Леля, как наивысшее божество в моей иерархии, тоже целует меня. Стонет едва слышно. Я сжимаю ее в объятиях крепче.
И она, конечно, тут же отстраняется. Раскрытой ладонью лупит меня по щеке, шипит:
– Хорошо было? С кем больше понравилось?
– Оля…
– Отпусти, я кричать буду.
Я сразу понимаю, что она серьезно говорит, поэтому руки раскрываю. Бахман отходит, обнимает сама себя, говорит:
– Меня посадят из-за тебя.
– Возраст согласия – шестнадцать, – ухмыляюсь нагло.
Она заявляет дерзко:
– Согласия следовало у меня спрашивать. Какой номер у такси?
– Тебе зачем?
– Скажи и можешь ехать домой. Машину вызвал, браво, ты джентльмен. Дальше я сама.
Вздыхаю и качаю головой. Говорю:
– Я не уеду.
– Хочешь, чтобы я орала? – интересуется, приподняв брови.
– Хочешь, чтобы я рот тебе языком заткнул? – парирую, не сдержавшись.
– Ты просто больной, Наумов.
Я усмехаюсь. Придумала себе что-то, навесила стереотипов, а я теперь больной.
Смотрю в телефон, слежу за тем, как такси подъезжает. Судя по тому, что Бахман полна решимости уехать одной, сейчас будет главный цирковой этюд. Я смиренно опускаю голову, открываю ей дверь пассажирского сиденья, всем видом демонстрируя раскаяние.
Она садится, высокомерно вздернув носик.
Может быть, слишком плохо меня знает?
Потому что я тут же приземляюсь с ней рядом, толкая Олю бедром. Захлопываю за собой дверь.
Говорю:
– Поехали.
– Фим, ты реально больной?
– Вроде бы горло першит, – сообщаю, притворно нахмурившись.
Она тяжело вздыхает и двигается максимально далеко от меня, почти прижимается к двери машины с другой стороны.
Я не возражаю. Попробую поговорить еще раз около ее дома. Если не получится, попытаю удачу в следующий раз. Иногда кажется, конечно, что терпения у меня уже не осталось, но вода камень точит, разве нет?
Пока едем, я слежу за дорогой. Смотрю за картой в телефоне, кидаю внимательные взгляды в окно. Просто после смерти отца приобрел раздражающую привычку контролировать все, что от меня зависит.

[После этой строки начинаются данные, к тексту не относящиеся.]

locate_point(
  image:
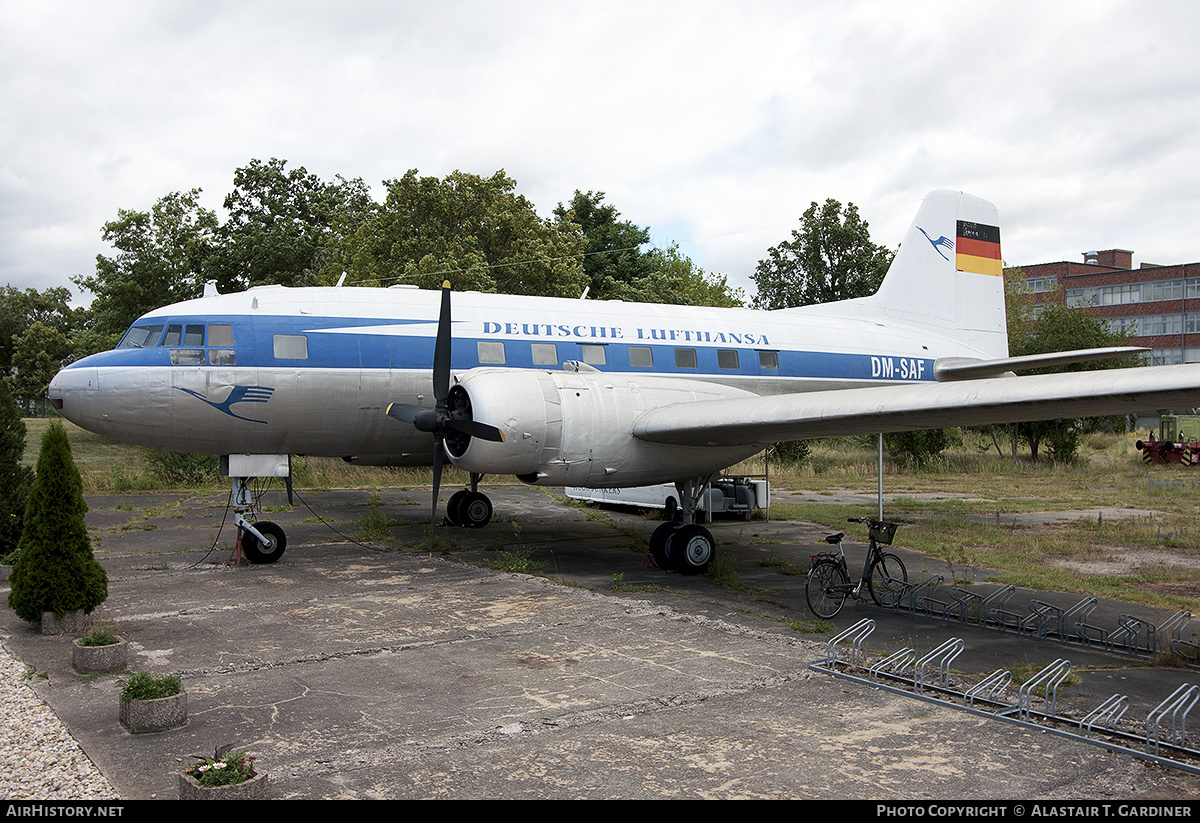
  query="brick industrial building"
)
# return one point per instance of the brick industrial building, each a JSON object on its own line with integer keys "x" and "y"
{"x": 1158, "y": 304}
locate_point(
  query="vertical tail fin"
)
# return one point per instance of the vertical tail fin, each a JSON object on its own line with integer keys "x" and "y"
{"x": 948, "y": 274}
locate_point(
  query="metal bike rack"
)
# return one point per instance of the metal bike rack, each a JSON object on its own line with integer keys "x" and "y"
{"x": 1043, "y": 620}
{"x": 1163, "y": 740}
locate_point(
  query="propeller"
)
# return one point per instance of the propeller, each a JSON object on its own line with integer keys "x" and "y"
{"x": 450, "y": 416}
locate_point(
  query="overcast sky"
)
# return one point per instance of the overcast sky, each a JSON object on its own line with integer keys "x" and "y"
{"x": 715, "y": 124}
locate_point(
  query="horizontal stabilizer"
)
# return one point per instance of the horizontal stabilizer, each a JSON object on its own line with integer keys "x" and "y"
{"x": 802, "y": 416}
{"x": 969, "y": 368}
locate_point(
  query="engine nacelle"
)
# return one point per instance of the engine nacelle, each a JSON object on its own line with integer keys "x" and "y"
{"x": 574, "y": 428}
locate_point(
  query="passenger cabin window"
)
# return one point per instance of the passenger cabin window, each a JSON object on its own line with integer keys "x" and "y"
{"x": 221, "y": 335}
{"x": 187, "y": 356}
{"x": 291, "y": 347}
{"x": 141, "y": 336}
{"x": 592, "y": 354}
{"x": 545, "y": 354}
{"x": 491, "y": 353}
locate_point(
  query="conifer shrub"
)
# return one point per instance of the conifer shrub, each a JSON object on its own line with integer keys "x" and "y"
{"x": 15, "y": 478}
{"x": 55, "y": 570}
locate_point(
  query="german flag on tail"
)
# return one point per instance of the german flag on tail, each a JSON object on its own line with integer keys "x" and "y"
{"x": 978, "y": 248}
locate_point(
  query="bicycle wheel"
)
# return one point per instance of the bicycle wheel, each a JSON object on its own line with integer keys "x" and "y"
{"x": 888, "y": 581}
{"x": 826, "y": 588}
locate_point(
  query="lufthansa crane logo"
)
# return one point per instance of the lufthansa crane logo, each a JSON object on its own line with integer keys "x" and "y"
{"x": 941, "y": 242}
{"x": 237, "y": 395}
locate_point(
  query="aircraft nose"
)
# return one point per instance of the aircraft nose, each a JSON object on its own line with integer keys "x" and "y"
{"x": 67, "y": 391}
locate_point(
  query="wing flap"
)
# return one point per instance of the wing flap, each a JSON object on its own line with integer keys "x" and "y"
{"x": 897, "y": 408}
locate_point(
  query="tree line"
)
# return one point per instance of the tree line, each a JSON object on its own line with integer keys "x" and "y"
{"x": 286, "y": 226}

А там, где заканчивается сфера моего влияния, раскидывается бескрайнее поле тревожности.
Хочется достать из поясной сумки упаковку влажных салфеток, чтобы протереть руки, но я давлю в себе это желание.
Помимо дороги, я так же отслеживаю и Олино состояние. Поэтому, когда она поворачивается ко мне и позволяет себе беспомощный взгляд, тут же стучу водителя по плечу. Прошу:
– Останови. Быстрее.
И потом, уже на улице, пока мою девочку тошнит, держу ей волосы. Одной рукой собираю темные блестящие пряди, а другой глажу ее по спине, жалею.
Говорю:
– Сейчас станет полегче, Лель.
Мы уже достаточно близко к дому Бахман, поэтому такси я отпускаю. Смотреть ему тут не на что, а в машине ей снова станет плохо.
– Отвали, рыцарь, – сообщает Оля, едва только приходит в себя.
Накрывает губы рукавом моего свитшота и отворачивается, спину держит идеально прямо.
Наверное, пока я ее искал и ехал до бара, она успела изрядно накидаться. Но, даже стоя около дороги на газоне, где ей только что было плохо, Бахман все равно остается королевой. Снисходительно берет у меня влажные салфетки, обтирает лицо, а потом прикрывает глаза, подняв голову к темному небу. Дышит глубоко, с каким-то жадным наслаждением.
Потом поднимает веки, смотрит на меня, прищурившись, как будто наводит фокус. Скидывает кроссовки и коротко сообщает мне:
– Натерли.
И просто идет вперед, без обуви.
Я офигеваю от происходящего. Нужна ли мне невменяемая девушка? Вопрос, разумеется, риторический. Поэтому подхватываю ее кроссы и иду следом.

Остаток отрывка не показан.